S 2.466 Migration to a terminal server architecture

Initiation responsibility: IT Security Officer, Head of IT

Implementation responsibility: Administrator

When migrating an existing client/server architecture to a terminal server-supported environment, it must be checked carefully before implementation whether the applications to be migrated are suitable for this.

If the verification results in file or access conflicts on the destination system, this may usually be attributed to a poor or missing separation of the user sessions by the corresponding application. At this point, Windows-based server operating systems offer the option of performing the required encapsulation within a special installation mode in place of the applications. This way, the registration database (Windows Registry) and files in important system directories are separated individually for every session. Applications suitable for terminal servers according to the manufacturers, e.g. in Windows Terminal Server and in the terminal server solutions of the company Citrix, are also usually designed to be installed in this form. If the described encapsulation method is available for the planned terminal server solution, it should be used. If the application is successfully installed, the installation mode must be exited.

Analysis of the requirements

Applications with significantly differing protection requirements should not be operated on one terminal server without any further measures. Whether or not they can be operated jointly on one terminal server depends on the product used and on the individual threats and requirements of the organisation and/or the applications. Therefore, the extent to which the terminal server solution in question is suitable for operating applications with different protection requirements jointly on one terminal server must be assessed.

Additionally, appropriate safeguards must be taken in order to guarantee an appropriate level of protection for all applications. The application with the highest protection requirements in the fields of availability, confidentiality, and integrity is therefore decisive for the respective level of protection of all applications operated on the terminal server. If the required level of protection cannot be attained for all applications, separate IT systems should be used instead.
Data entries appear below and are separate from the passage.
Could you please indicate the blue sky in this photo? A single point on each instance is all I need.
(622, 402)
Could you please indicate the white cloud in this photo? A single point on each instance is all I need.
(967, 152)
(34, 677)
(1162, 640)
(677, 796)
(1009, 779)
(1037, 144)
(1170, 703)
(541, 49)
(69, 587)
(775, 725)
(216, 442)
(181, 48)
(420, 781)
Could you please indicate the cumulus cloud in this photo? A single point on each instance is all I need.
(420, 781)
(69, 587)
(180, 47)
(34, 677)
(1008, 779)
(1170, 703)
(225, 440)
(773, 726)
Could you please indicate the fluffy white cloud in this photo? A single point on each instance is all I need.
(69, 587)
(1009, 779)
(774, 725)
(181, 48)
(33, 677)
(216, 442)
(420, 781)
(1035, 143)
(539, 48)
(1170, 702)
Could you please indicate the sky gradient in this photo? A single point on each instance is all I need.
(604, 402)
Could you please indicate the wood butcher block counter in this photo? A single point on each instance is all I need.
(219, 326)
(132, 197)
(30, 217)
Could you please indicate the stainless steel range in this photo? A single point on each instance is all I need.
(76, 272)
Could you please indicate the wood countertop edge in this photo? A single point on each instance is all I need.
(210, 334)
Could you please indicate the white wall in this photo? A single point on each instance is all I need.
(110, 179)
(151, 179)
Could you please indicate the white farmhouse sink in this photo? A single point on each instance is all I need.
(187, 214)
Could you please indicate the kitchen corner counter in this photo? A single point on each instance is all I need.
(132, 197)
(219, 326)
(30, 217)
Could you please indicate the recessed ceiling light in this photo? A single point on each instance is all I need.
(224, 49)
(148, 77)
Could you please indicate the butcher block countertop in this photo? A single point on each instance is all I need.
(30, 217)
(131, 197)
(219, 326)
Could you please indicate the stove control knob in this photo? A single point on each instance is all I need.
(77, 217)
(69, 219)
If many different applications are required, these may also be grouped in accordance with the requirements of their users, because if a large number of very different needs are to be satisfied by a single or a few IT systems, the complexity of the information system and the likelihood of the applications disturbing each other increase. At this point, it is therefore recommendable to distribute the previously created user groups and applications to different systems accordingly.

Moreover, the reference values determined in S 2.465 Analysis of the required system resources of terminal servers and S 5.162 Planning the bandwidth when using terminal servers must be compared to the performance characteristics of the existing network infrastructure and possibly insurmountable bottlenecks must be taken into consideration in advance.

Review questions:

• Are the applications suitable for use on a terminal server?
• Has it been ensured that applications on terminal servers do not access critical system paths and registration databases without authorisation, e.g. with the help of a special installation mode?
• Has it been taken into consideration that applications with different protection requirements must not be operated on terminal servers in the absence of appropriate safeguards?